Eutrophication is even more of a problem in the Black Sea than in the Mediterranean, especially in the north-west corner into which water flows from the 'four Ds': the Danube, Dnieper, Dniester and Don. For its size, the Black Sea is the final destination for a very large volume of human, agricultural and industrial waste. Algal blooms are frequent, intense and extensive, resulting in acute disoxygenation, which causes high mortality among shellfish and benthic molluscs. A number of marine species have disappeared, while the proliferation of jellyfish and Noctiluca scintillans (a type of plankton) has worsened what is already a seriously disrupted ecosystem. Fortunately, some easing of the effects of eutrophication has been observed recently.
The sustainable management of marine resources is a delicate art. Fish farming – often presented as an alternative to overfishing – requires vast quantities of fish meal. In addition, uneaten food debris and excrement build up around the breeding enclosures and can place a considerable burden on the surrounding ecosystems.
The sustainable management of fishing means defining exactly what catches a given stock can support. This must be based on a complex series of demographic indicators –population size, age pyramid, number of reproducers, etc. This requires a major scientific monitoring exercise. The creation of fishing reserves as a tool of stock management involves a judicious choice of location, geographical limits and the implementation of precise rules.

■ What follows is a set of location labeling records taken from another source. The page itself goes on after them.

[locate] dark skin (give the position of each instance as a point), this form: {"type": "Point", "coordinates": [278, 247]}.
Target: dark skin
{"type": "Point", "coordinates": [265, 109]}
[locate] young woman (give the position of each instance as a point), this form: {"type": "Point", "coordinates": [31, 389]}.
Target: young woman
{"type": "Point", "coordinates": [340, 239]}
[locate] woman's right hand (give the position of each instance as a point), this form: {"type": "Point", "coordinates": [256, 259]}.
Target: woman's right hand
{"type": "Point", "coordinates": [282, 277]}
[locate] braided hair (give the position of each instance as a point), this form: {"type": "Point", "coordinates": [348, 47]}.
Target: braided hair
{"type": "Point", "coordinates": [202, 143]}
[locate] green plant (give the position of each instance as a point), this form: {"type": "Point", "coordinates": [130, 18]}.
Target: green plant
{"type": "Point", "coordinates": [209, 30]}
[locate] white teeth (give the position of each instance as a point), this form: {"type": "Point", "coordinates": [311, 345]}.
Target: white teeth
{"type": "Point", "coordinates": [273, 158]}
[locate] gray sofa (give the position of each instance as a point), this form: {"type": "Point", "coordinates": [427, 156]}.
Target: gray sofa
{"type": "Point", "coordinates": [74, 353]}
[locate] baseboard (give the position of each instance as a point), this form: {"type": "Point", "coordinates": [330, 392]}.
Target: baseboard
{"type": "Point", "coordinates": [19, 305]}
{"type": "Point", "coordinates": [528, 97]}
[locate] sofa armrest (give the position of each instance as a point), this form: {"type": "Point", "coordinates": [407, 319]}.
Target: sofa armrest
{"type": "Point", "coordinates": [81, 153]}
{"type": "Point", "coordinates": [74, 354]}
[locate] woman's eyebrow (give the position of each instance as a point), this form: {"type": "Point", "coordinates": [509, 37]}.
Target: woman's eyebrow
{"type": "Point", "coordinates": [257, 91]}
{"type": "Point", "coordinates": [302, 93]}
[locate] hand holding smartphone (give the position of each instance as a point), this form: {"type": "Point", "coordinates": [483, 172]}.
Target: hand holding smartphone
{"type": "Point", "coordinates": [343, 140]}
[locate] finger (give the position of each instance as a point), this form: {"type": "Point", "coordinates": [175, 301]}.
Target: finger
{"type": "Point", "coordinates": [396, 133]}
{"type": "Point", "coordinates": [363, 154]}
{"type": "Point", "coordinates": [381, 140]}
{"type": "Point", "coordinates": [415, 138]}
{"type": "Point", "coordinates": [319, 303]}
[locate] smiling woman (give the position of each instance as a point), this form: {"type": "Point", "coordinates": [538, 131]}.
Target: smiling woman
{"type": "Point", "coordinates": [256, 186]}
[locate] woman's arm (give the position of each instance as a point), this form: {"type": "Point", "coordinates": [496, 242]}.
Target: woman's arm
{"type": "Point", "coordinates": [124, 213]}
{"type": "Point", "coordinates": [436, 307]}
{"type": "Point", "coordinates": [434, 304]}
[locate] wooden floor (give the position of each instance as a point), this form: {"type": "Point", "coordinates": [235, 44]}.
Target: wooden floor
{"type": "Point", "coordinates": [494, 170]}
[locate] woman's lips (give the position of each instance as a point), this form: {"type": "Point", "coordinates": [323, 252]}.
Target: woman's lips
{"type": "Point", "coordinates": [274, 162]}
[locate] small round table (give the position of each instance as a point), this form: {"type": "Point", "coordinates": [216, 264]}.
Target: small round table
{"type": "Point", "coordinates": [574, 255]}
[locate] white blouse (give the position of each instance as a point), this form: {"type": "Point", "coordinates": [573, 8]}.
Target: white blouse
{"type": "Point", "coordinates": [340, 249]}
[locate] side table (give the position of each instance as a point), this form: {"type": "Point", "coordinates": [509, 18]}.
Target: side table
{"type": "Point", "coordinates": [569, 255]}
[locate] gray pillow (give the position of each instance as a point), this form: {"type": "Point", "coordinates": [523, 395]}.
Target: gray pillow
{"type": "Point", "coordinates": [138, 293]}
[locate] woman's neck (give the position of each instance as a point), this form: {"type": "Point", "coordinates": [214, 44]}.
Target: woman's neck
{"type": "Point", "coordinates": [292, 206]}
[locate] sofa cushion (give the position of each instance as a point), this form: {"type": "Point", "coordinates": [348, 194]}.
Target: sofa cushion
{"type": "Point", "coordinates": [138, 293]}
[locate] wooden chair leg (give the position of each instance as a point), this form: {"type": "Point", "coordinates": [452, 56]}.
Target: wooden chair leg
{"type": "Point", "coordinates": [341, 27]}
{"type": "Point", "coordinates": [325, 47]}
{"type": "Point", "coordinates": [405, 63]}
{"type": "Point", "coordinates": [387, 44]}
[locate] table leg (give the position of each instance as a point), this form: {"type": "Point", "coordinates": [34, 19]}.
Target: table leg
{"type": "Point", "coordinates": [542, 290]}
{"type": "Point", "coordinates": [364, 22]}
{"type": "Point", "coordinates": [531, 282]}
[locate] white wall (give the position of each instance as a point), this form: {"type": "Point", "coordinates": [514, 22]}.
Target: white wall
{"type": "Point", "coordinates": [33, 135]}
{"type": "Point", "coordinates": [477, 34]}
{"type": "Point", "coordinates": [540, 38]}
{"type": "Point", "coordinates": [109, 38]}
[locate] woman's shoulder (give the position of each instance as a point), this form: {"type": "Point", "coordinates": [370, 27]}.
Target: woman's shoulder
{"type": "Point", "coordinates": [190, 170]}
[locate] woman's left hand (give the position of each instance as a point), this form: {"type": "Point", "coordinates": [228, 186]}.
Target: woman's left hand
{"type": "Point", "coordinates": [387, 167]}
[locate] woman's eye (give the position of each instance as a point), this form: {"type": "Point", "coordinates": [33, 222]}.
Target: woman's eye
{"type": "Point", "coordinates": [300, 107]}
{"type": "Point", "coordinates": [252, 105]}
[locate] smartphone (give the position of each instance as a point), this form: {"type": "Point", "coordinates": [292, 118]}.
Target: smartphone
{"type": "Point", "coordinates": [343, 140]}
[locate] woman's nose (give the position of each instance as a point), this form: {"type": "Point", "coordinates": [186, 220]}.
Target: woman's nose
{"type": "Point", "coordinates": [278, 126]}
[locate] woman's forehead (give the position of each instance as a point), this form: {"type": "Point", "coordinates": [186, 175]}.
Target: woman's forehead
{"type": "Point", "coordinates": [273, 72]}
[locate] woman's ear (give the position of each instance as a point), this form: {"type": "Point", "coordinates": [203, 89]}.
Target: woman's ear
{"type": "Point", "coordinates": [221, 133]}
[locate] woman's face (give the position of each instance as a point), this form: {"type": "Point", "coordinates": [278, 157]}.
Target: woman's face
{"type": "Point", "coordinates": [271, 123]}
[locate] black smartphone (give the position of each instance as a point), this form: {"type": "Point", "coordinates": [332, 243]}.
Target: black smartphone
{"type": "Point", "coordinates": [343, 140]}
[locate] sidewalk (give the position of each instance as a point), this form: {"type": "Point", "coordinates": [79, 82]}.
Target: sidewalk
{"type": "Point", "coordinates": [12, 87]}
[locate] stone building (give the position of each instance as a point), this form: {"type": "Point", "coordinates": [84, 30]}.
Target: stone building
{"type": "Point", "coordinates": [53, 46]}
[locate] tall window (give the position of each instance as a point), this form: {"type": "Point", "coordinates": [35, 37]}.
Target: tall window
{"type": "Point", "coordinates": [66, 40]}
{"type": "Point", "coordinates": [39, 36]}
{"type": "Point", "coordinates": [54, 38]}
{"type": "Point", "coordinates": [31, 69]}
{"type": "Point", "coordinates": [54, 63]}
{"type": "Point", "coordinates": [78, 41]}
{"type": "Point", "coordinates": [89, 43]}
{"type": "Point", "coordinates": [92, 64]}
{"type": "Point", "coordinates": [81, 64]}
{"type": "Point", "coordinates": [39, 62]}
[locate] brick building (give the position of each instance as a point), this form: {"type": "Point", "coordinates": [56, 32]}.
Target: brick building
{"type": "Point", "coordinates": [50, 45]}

These are all challenging tasks for researchers whose opinions are often questioned by professionals.
The biodiversity capital
It is difficult to put a monetary value on marine biodiversity, although research is looking into possible ways of doing so. One example of the economic importance of this natural 'capital' is the vast numbers of species of bacteria, known as thermophilic or hyperthermophilic, which are able to live at temperatures of over 100°C and which are now the subject of close study. These bacteria live in hydrothermal springs and the molecules found in their metabolism can withstand temperatures which are incompatible with the functioning of ordinary biological processes.
Some of these molecules – enzymes, sugars, antiseptic or antifungal agents – are thermostable which makes them of great interest to industry, especially the paper, detergent, agri-foodstuffs and textile industries. Research into these fields has resulted in many products which are already commercially available.